Отличительной особенностью произведения является его классический перевод, соответствующий принципам сложения стихотворений в форме оды, выражающей основную тематику произведения в качестве роли поэта в творческом процессе, а также во взаимоотношениях с читательской аудиторией, властными органами и собственной натурой.

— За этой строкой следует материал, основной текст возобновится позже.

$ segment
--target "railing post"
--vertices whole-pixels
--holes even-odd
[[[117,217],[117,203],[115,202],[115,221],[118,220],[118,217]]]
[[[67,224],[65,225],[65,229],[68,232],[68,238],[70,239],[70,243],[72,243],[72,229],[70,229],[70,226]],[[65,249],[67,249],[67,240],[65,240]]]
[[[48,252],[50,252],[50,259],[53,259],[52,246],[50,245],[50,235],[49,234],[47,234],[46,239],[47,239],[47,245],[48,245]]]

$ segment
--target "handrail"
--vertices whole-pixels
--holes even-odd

Композиционная структура оды представляется в виде трехчастного строения, заключающегося в тезисе, размышлении и выводе и выполненного как монолог поэта.

В качестве стихотворного размера в оде используется форма двусложного ямба, придающего четкую, чеканную ритмику нерифмованным строфам. Среди средств художественной выразительности в стихотворении присутствуют высокостильные слова (отечество, превыше, воздвигну), а также греко-римские выражения и фразы, заимствованные из мифологических историй (дельфийский лавр, аквилон).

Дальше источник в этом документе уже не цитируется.